The soft spot is exactly the one the stress-test flags. The whole validation chain depends on the filtering step producing a faithful past environment, yet the abstract gives no separate test of reconstruction quality—no checks on missing signals, changed pages, or search ordering. Without that, the correlation could reflect shared artifacts rather than real fidelity. No error bars, correlation coefficients, or controls appear in the provided summary either.

This is for groups already running LLM agents on prediction benchmarks like FutureX or Polymarket. They might borrow the agent structure or the evaluation shortcut if the code ships. It is not aimed at broader forecasting theory.

Send it to referees. The infrastructure idea targets a genuine pain point and the empirical results are specific, even if the reconstruction claim needs tighter evidence in revision.

Referee Report

2 major / 1 minor

Summary. The paper introduces Agentic Time Machine (TM), an infrastructure that reconstructs past web states via post-cutoff content filtering to enable faster evaluation of LLM forecasting agents than live benchmarks. It proposes a planner-solver-aggregator multi-agent framework and claims that offline TM scores correlate strongly with live FutureX scores, that the framework outperforms baselines on FutureX-Past and Polymarket under TM, and that the system achieves the best average rank (including 1st place in one week) on the official FutureX live leaderboard.

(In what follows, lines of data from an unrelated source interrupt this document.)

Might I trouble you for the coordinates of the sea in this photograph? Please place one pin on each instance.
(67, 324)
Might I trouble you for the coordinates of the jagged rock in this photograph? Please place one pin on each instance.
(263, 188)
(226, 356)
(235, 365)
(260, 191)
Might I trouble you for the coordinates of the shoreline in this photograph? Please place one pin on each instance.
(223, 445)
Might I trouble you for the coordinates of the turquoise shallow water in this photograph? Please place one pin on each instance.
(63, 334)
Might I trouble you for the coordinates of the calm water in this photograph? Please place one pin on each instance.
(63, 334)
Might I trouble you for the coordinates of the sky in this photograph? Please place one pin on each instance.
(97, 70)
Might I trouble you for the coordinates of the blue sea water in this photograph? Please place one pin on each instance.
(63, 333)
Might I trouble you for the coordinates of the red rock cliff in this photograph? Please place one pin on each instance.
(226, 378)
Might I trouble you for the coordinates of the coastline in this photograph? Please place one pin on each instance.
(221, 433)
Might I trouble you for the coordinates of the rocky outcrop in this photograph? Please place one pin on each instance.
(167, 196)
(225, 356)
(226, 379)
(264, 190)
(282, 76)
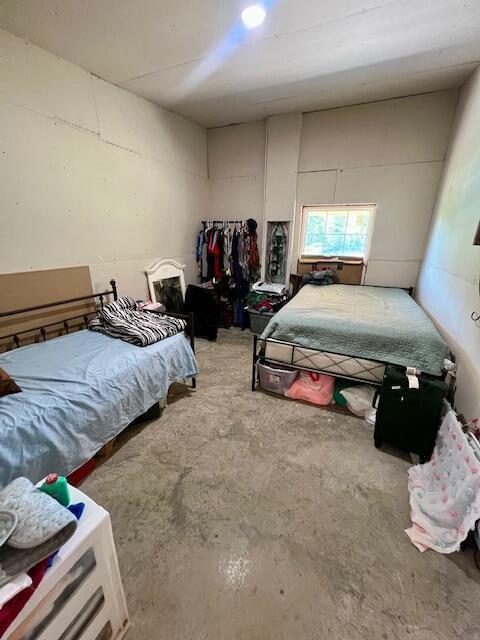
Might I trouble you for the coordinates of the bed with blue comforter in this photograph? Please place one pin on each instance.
(78, 392)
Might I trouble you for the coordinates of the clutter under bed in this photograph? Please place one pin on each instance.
(78, 392)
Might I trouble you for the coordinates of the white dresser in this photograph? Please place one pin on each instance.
(81, 595)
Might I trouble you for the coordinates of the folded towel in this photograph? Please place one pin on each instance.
(121, 319)
(43, 526)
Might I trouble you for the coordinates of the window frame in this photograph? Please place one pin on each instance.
(370, 207)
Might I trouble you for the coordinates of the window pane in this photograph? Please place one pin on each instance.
(316, 222)
(358, 222)
(354, 245)
(333, 245)
(315, 232)
(336, 222)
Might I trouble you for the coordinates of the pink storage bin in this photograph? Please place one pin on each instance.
(312, 387)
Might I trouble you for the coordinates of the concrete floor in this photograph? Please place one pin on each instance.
(243, 516)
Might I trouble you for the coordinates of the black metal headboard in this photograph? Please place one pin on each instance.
(65, 323)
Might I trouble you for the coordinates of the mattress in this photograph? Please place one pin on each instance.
(78, 392)
(372, 325)
(327, 362)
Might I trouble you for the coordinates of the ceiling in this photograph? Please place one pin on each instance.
(194, 57)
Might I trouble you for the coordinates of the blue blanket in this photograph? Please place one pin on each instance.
(374, 323)
(78, 392)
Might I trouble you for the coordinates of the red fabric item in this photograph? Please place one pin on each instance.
(12, 608)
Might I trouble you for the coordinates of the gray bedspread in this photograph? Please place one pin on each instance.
(375, 323)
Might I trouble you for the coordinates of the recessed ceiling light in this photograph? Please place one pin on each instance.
(253, 16)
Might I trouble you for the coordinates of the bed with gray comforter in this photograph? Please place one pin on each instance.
(373, 323)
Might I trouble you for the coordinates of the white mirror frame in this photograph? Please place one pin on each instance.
(163, 270)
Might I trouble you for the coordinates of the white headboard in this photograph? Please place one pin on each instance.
(162, 271)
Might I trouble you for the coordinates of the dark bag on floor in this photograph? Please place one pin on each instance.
(203, 304)
(409, 418)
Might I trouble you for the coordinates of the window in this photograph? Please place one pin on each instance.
(337, 230)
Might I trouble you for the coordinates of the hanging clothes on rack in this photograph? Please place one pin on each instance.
(227, 256)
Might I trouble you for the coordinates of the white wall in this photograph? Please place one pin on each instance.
(236, 167)
(390, 153)
(92, 175)
(448, 286)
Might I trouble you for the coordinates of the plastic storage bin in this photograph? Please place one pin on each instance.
(276, 379)
(259, 320)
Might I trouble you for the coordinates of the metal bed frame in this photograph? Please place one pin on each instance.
(256, 356)
(64, 324)
(261, 356)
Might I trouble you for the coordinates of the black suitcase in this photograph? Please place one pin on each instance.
(203, 304)
(409, 418)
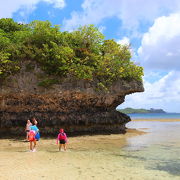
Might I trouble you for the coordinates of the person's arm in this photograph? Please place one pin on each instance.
(66, 137)
(57, 139)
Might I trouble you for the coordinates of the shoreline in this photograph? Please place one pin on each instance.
(160, 120)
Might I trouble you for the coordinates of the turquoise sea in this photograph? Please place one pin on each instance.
(155, 115)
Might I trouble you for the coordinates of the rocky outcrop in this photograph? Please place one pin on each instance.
(73, 105)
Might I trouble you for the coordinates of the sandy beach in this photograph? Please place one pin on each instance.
(88, 157)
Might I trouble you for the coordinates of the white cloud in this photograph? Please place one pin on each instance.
(160, 48)
(8, 7)
(130, 12)
(164, 93)
(124, 41)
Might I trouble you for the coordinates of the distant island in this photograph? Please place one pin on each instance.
(132, 110)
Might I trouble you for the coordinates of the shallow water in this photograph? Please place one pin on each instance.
(160, 148)
(151, 156)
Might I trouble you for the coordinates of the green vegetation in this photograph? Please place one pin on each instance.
(131, 110)
(81, 54)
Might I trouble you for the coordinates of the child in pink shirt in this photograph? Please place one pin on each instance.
(62, 139)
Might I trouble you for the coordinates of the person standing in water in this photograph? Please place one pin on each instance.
(27, 129)
(62, 139)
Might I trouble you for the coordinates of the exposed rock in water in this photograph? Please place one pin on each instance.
(70, 104)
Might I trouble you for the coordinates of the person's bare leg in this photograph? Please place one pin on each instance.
(34, 148)
(30, 146)
(27, 136)
(60, 147)
(64, 146)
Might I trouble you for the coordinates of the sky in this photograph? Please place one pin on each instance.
(151, 27)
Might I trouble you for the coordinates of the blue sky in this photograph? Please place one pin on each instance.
(151, 27)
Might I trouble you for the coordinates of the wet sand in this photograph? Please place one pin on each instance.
(98, 157)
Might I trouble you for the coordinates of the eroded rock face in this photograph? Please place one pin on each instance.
(71, 104)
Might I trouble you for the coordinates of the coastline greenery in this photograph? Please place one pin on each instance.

Significance. If the reconstruction fidelity holds and the reported correlation is robustly quantified, TM could address a key efficiency-fidelity trade-off in forecasting-agent evaluation and support faster iteration on multi-agent frameworks. The live leaderboard result provides an external anchor, and the absence of free parameters or ad-hoc axioms in the core infrastructure is a strength. However, the lack of reconstruction-accuracy metrics and statistical details on the correlation substantially weakens the central validation claim.

major comments (2)

[Abstract] Abstract: the central validation claim—that offline TM scores 'correlate strongly' with live FutureX scores and thereby establish TM as a 'fast and reliable sandbox'—is unsupported by any quantitative correlation coefficient, p-value, sample size, error bars, or controls for reconstruction artifacts.
[Abstract] Abstract: no independent metric (e.g., reconstruction accuracy on held-out pre-cutoff events, comparison of search-result ordering, or ablation of filtering rules) is supplied to test whether post-cutoff filtering faithfully reconstructs the information environment; this assumption underpins both the offline correlation and the planner-solver-aggregator runs.

minor comments (1)

[Abstract] The abstract refers to 'FutureX-Past and Polymarket' and 'strong closed-book, tool-augmented, and self-consistency baselines' without defining the exact tasks, number of questions, or precise baseline implementations.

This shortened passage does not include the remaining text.